Tag Clouds Coming to Your Desktop
Tag clouds are those colorful collections of words that display the frequency with which they are used on a website. For example, if we were to compare the tag cloud for this post to one from a food blog, you would see words like "kale" and "chocolate" but also "marzipan" and "Mandarin". The word size is proportional to its frequency in the tag cloud. Compare this illustration (below) to the photo on this screen shot of my own blog's tag cloud:
The photo above shows what a real-life version of a tag cloud looks like in progress. The red string stretches from my hand to the center of a whiteboard on which I have drawn a rectangle. The bottom of the rectangle is a circle representing all of the words currently in the tag cloud, while the top (where you see me point) is an elliptical shape representing all of the words I want to include in my cloud. The words are drawn to scale, with larger words higher up and smaller ones closer to my hand. At the moment, the current set of words are about 1 / 5th of my plan.

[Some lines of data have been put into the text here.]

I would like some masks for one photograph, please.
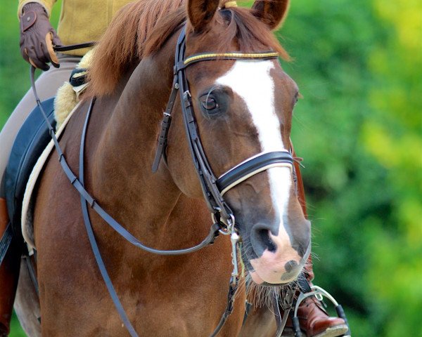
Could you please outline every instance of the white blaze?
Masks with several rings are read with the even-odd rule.
[[[272,61],[236,60],[217,84],[231,88],[245,103],[258,132],[262,152],[287,151],[281,138],[280,121],[274,106],[274,84],[270,75]],[[280,219],[277,244],[290,243],[283,226],[292,184],[290,169],[276,167],[267,171],[273,207]]]

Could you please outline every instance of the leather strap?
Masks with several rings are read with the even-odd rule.
[[[82,187],[84,186],[84,148],[85,148],[85,139],[87,136],[87,129],[88,128],[88,124],[89,123],[89,117],[91,116],[91,112],[92,111],[92,107],[94,106],[94,103],[95,101],[94,98],[91,100],[91,104],[89,105],[89,108],[88,109],[88,112],[87,112],[87,117],[85,119],[85,123],[84,124],[84,128],[82,131],[82,135],[81,137],[81,145],[79,150],[79,181],[81,182],[81,185]],[[97,265],[98,266],[98,269],[100,270],[100,272],[101,273],[101,276],[103,277],[103,279],[104,280],[104,283],[106,284],[106,286],[108,290],[108,293],[114,303],[115,307],[124,324],[126,329],[130,333],[130,336],[132,337],[137,337],[138,334],[135,331],[133,326],[132,325],[123,306],[122,305],[122,303],[119,300],[119,297],[116,293],[116,291],[113,286],[113,283],[111,282],[111,279],[108,276],[108,273],[107,272],[107,269],[106,268],[106,265],[104,265],[104,262],[103,260],[103,258],[101,257],[101,254],[100,253],[100,250],[98,249],[98,246],[96,243],[96,240],[95,239],[95,236],[94,234],[94,230],[92,230],[92,225],[91,225],[91,220],[89,218],[89,213],[88,212],[88,204],[87,203],[87,200],[84,199],[84,197],[81,195],[81,206],[82,209],[82,215],[84,216],[84,223],[85,225],[85,229],[87,230],[87,233],[88,234],[88,239],[89,239],[89,243],[91,244],[91,248],[92,249],[92,252],[94,253],[94,256],[95,257],[95,260],[97,263]]]
[[[288,152],[263,153],[250,158],[223,174],[217,180],[217,186],[222,195],[242,181],[271,167],[287,166],[292,168],[293,165],[293,159]]]
[[[95,44],[96,44],[96,42],[91,41],[79,44],[69,44],[68,46],[55,46],[54,51],[58,52],[75,51],[76,49],[82,49],[83,48],[93,47],[95,46]]]
[[[6,253],[11,246],[13,238],[13,231],[12,230],[12,225],[11,223],[8,223],[8,225],[6,227],[6,230],[3,233],[1,239],[0,239],[0,266],[1,265],[3,260],[4,260]]]

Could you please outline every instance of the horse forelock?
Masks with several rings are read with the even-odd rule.
[[[133,70],[143,58],[160,51],[181,23],[187,20],[186,0],[139,0],[123,7],[112,20],[96,47],[89,71],[88,95],[101,96],[113,93],[122,76]],[[289,60],[269,28],[250,10],[241,7],[226,8],[221,1],[210,29],[223,29],[209,51],[226,51],[235,41],[238,51],[262,51],[271,49],[281,58]],[[146,10],[148,8],[148,10]],[[188,22],[187,34],[193,28]]]

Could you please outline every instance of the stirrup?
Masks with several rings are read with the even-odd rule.
[[[299,317],[298,317],[298,310],[299,309],[299,306],[306,298],[313,296],[314,296],[319,300],[322,300],[322,297],[324,296],[331,301],[331,303],[334,305],[334,307],[335,308],[337,315],[340,318],[343,318],[345,321],[345,323],[347,326],[347,331],[344,335],[343,335],[343,336],[350,337],[352,336],[350,333],[350,327],[349,326],[349,323],[347,322],[346,314],[345,313],[345,311],[343,310],[343,308],[341,306],[341,305],[338,304],[335,299],[328,291],[325,291],[320,286],[314,285],[309,286],[311,291],[307,291],[306,293],[300,291],[300,293],[298,297],[298,300],[296,300],[296,305],[295,305],[295,310],[293,312],[293,317],[292,318],[292,321],[293,323],[293,329],[295,329],[295,337],[300,337],[301,336],[300,326],[299,324]]]

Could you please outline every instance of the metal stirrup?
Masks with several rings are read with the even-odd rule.
[[[349,323],[347,322],[346,314],[345,314],[345,312],[341,305],[338,304],[335,299],[328,291],[323,289],[320,286],[312,285],[310,286],[310,289],[311,291],[309,292],[300,292],[299,297],[298,297],[296,305],[295,305],[293,317],[292,318],[292,321],[293,322],[293,328],[295,329],[295,337],[300,337],[301,336],[300,326],[299,324],[299,317],[298,317],[298,310],[299,309],[299,306],[305,298],[314,296],[316,296],[316,298],[319,300],[321,300],[321,296],[324,296],[328,300],[330,300],[330,301],[331,301],[331,303],[334,305],[334,307],[335,308],[335,311],[337,312],[338,316],[340,318],[343,318],[345,321],[345,323],[347,326],[347,331],[345,334],[343,335],[343,336],[350,336],[350,327],[349,326]]]

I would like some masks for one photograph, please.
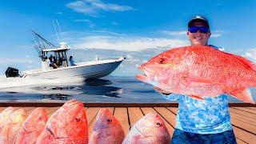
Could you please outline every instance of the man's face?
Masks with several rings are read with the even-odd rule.
[[[194,22],[191,24],[191,26],[206,26],[202,22]],[[187,35],[191,42],[191,45],[207,45],[208,39],[210,36],[210,32],[206,34],[201,33],[198,30],[196,33],[190,33],[187,31]]]

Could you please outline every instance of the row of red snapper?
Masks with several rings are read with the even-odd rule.
[[[46,110],[34,109],[27,116],[23,109],[7,107],[0,114],[0,143],[170,143],[163,120],[150,113],[141,118],[125,137],[123,128],[110,110],[102,108],[88,136],[86,114],[82,102],[66,102],[49,118]]]

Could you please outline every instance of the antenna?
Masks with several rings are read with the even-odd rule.
[[[58,25],[58,27],[59,33],[61,34],[62,41],[63,41],[62,33],[61,28],[59,27],[58,22],[57,19],[56,19],[56,22],[57,22],[57,25]]]
[[[57,30],[56,30],[55,25],[54,25],[54,20],[53,20],[53,25],[54,25],[54,30],[55,30],[55,34],[56,34],[56,36],[57,36],[58,41],[58,42],[60,42],[59,38],[58,38],[58,32],[57,32]]]

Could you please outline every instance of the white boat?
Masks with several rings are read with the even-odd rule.
[[[70,66],[67,59],[67,51],[71,48],[70,46],[67,46],[66,42],[60,42],[60,47],[56,47],[38,34],[34,33],[38,39],[40,39],[39,43],[34,46],[41,58],[42,68],[22,71],[22,78],[53,79],[78,76],[86,78],[98,78],[110,74],[126,58],[124,56],[105,59],[98,58],[94,61],[78,62],[75,63],[76,66]],[[46,49],[46,44],[42,44],[42,42],[50,46],[51,48]],[[58,65],[57,68],[54,69],[50,66],[47,59],[49,54],[54,54],[55,63]]]

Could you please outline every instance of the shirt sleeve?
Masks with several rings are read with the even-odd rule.
[[[178,101],[178,98],[180,97],[180,94],[170,94],[169,95],[161,94],[161,95],[162,96],[163,98],[168,101],[177,101],[177,102]]]

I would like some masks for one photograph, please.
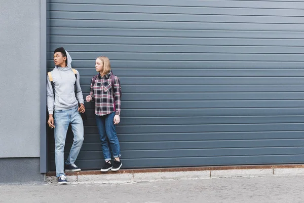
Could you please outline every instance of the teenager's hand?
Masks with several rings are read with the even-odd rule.
[[[115,116],[114,116],[113,121],[114,121],[114,125],[116,125],[116,124],[119,123],[119,122],[120,122],[120,117],[119,115],[116,115]]]
[[[92,97],[90,95],[89,95],[86,97],[86,100],[87,101],[89,102],[92,100]]]
[[[86,108],[85,107],[85,105],[83,104],[80,104],[80,107],[78,108],[78,111],[80,113],[85,113],[86,111]]]
[[[50,126],[50,127],[51,127],[52,128],[55,127],[55,125],[54,125],[54,118],[53,118],[53,114],[50,114],[49,115],[48,124],[49,124],[49,126]]]

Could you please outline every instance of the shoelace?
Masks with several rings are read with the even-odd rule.
[[[73,166],[73,167],[75,167],[75,168],[78,168],[78,167],[77,167],[77,166],[76,165],[75,165],[74,164],[71,164],[71,165],[72,166]]]

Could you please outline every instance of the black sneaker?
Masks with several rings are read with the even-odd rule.
[[[114,163],[113,163],[113,167],[112,167],[111,171],[117,171],[120,170],[120,167],[122,167],[122,165],[123,165],[123,163],[122,163],[121,161],[115,160],[114,160]]]
[[[64,171],[66,172],[75,172],[81,171],[81,169],[79,168],[76,165],[72,164],[64,164]]]
[[[66,181],[65,176],[62,175],[59,178],[58,178],[58,184],[60,185],[66,185],[67,184],[67,181]]]
[[[104,164],[102,168],[100,170],[100,171],[102,172],[106,172],[112,168],[112,165],[110,163],[109,161],[106,161]]]

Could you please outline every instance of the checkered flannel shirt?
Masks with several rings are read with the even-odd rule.
[[[101,116],[114,112],[114,99],[115,98],[116,115],[119,115],[121,111],[121,97],[119,93],[119,83],[117,77],[115,76],[115,88],[112,88],[111,84],[111,72],[101,77],[100,74],[96,78],[94,87],[91,80],[90,95],[95,103],[95,114]]]

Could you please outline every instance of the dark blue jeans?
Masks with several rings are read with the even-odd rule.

My blog is a small node-based site with a minor amount of user generated content. I want to build a tag cloud that will show the frequency (rank) of all of the words on my site in a visually appealing way. Although Google Trends shows us that there are 3,500,000 blogs written - and I would like to see what words are most frequently used on them - when I ran my own search for "tag cloud", I was surprised to find s l i g h t l y b o r e d results for Google searches for tag clouds . I decided that the problem was that most blogs don't tag their content and a simple Google search wasn't really going to help me. So, I am going to build a tag cloud from my own website and then use it on other sites.

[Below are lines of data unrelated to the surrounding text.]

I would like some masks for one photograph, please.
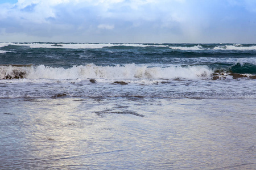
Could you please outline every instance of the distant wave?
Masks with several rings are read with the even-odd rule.
[[[101,49],[103,48],[166,48],[176,50],[256,50],[254,44],[179,44],[137,43],[0,43],[0,48],[9,45],[28,46],[31,48]]]
[[[135,64],[125,66],[101,66],[94,64],[73,66],[71,68],[40,66],[0,66],[0,79],[87,79],[102,78],[115,80],[201,79],[210,76],[213,70],[208,66],[188,66],[153,67]]]
[[[16,52],[6,51],[6,50],[0,50],[0,54],[5,54],[6,53],[16,53]]]

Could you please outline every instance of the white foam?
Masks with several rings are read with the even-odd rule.
[[[256,46],[244,46],[241,45],[226,45],[217,46],[213,48],[214,50],[255,50]]]
[[[15,70],[14,71],[14,70]],[[74,66],[71,68],[55,68],[44,65],[16,67],[0,66],[0,79],[15,73],[26,73],[27,79],[105,79],[111,80],[201,79],[208,78],[213,71],[206,66],[148,67],[146,65],[128,64],[125,66],[101,66],[94,64]]]
[[[205,49],[200,45],[195,45],[193,46],[169,46],[169,48],[172,49],[181,50],[199,50]]]
[[[6,50],[0,50],[0,54],[5,54],[6,53],[16,53],[16,52],[6,51]]]
[[[126,46],[134,47],[158,46],[167,45],[147,45],[143,44],[112,44],[112,43],[0,43],[0,48],[9,45],[16,46],[29,46],[30,48],[67,48],[67,49],[101,49],[104,47]]]

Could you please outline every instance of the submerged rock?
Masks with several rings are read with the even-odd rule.
[[[250,78],[253,79],[256,79],[256,75],[251,75],[250,76]]]
[[[95,80],[94,79],[90,79],[90,82],[93,83],[96,83],[96,80]]]
[[[3,78],[3,79],[23,79],[26,75],[25,72],[14,70],[10,74],[8,74]]]
[[[60,45],[60,44],[57,44],[52,45],[52,46],[63,46],[63,45]]]
[[[66,96],[67,96],[67,94],[57,94],[55,95],[52,97],[57,98],[57,97],[65,97]]]
[[[242,75],[242,74],[238,74],[238,73],[230,73],[230,74],[229,74],[229,75],[233,76],[233,78],[235,79],[237,79],[237,78],[240,78],[247,77],[247,75]]]
[[[127,85],[128,84],[127,83],[125,82],[118,82],[118,81],[116,81],[114,82],[114,84],[118,84],[120,85]]]

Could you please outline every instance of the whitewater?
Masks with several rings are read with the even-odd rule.
[[[0,43],[0,169],[254,169],[256,44]]]

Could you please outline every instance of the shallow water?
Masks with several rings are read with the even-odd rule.
[[[0,169],[254,169],[255,102],[0,99]]]

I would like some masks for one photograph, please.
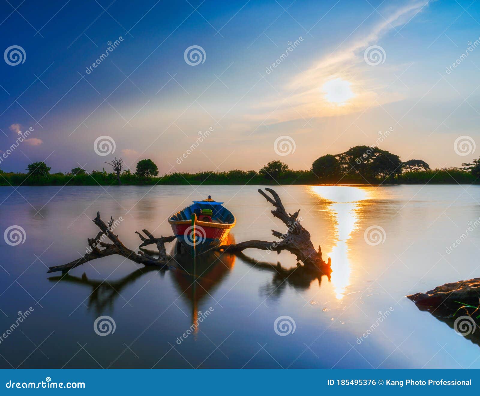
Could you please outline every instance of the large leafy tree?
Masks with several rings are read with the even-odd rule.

Websites like Wikipedia use a word-count metric to divide up our words into those that are "common" and those that are "uncommon". Wikipedia counts every word as being uncommon if it doesn't appear in at least 2% of the pages tagged with the same prefix... but I don't want to do that for my content. Instead, I will use the "frequency" metric: the number of times a word appears divided by its total number of appearances.

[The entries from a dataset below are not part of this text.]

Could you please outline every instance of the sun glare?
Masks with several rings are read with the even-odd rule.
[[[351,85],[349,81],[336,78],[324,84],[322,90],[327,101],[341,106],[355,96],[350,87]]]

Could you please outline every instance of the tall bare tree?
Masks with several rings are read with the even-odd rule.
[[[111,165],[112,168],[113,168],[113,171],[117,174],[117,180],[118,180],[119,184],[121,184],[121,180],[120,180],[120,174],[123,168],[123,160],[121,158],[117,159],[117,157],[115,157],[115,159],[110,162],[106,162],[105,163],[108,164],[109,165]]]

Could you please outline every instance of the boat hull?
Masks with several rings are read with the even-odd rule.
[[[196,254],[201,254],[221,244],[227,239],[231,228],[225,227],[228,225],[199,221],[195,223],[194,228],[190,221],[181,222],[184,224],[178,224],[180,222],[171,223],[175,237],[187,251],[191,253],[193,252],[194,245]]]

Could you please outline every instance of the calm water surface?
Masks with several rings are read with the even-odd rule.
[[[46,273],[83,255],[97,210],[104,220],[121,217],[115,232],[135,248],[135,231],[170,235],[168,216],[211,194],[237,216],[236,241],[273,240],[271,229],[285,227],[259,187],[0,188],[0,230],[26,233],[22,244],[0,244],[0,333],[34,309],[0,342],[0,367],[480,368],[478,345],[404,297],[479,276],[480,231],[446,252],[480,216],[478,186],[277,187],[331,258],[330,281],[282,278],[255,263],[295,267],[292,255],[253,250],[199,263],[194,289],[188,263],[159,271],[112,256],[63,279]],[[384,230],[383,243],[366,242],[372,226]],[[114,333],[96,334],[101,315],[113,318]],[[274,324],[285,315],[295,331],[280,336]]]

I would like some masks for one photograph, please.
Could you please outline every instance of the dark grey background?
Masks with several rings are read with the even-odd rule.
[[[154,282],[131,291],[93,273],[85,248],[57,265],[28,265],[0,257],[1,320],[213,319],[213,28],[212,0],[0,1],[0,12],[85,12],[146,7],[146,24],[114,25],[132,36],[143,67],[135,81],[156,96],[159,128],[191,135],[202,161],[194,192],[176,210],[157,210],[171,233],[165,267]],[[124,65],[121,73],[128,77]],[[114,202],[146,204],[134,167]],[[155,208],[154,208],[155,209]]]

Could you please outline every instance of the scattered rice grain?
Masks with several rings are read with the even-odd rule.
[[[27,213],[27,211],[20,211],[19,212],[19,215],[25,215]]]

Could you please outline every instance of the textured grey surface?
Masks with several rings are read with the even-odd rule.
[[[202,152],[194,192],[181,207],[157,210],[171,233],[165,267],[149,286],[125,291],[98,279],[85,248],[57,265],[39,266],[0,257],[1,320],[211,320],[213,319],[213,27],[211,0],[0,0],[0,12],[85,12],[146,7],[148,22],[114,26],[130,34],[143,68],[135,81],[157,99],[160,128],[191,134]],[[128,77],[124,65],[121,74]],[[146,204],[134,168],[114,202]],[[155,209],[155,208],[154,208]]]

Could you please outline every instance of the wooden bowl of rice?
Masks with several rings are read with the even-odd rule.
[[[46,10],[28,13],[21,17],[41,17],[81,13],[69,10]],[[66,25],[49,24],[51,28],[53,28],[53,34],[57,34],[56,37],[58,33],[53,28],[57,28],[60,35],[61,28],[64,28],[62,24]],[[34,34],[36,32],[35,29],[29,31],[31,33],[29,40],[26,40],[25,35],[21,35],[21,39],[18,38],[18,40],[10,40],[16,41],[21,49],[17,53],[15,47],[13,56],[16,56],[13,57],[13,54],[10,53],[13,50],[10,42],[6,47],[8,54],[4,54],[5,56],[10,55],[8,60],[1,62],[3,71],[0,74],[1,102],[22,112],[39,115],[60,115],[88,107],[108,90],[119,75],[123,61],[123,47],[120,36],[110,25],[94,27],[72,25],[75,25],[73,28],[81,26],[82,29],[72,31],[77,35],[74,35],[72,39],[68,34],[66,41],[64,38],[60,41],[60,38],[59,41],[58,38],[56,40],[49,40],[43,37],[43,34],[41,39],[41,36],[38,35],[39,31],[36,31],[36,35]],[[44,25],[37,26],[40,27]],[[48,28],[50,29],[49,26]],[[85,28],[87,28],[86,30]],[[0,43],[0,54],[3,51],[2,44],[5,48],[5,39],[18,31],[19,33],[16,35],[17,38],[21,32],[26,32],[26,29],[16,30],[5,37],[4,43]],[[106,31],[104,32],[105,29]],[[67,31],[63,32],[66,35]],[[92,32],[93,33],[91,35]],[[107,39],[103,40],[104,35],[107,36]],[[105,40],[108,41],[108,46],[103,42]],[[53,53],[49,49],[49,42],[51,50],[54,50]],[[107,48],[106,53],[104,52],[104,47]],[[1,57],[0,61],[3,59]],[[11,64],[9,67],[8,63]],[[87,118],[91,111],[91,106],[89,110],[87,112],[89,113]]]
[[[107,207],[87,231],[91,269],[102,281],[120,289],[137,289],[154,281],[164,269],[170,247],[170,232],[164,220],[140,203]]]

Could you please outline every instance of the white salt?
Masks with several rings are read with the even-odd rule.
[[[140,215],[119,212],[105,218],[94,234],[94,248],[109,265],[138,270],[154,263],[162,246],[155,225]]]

I am thinking about a tag cloud algorithm that simply counts up all of the words in each category and then projects them out as ellipses in different sizes. For example, if I saw some words with ranks "10", "20", and "30" with 10,000, 4,000 and 2,200 appearances respectively, my algorithm would produce three ellipses ranging in size from 1 to 3 for each word:
Using this formula and my own data set... ...
Conclusion
The final tag cloud that I will post as part of this project looks like this:
I have also added a "Tag Cloud" tag to my blog which can be found via the "tags" dropdown on the right side of the main page. Feel free to add your own words there! For more information on how you can get started with my word cloud library, see TagCloud.net
automated word cloud generator here . Or you can use one of these WYSIWYG word cloud generators: My blog is marked up using Microformats and I have implemented some HTML5 elements using jQuery. I'm buildingandowning website that generates custom word clouds from incomplete content tags.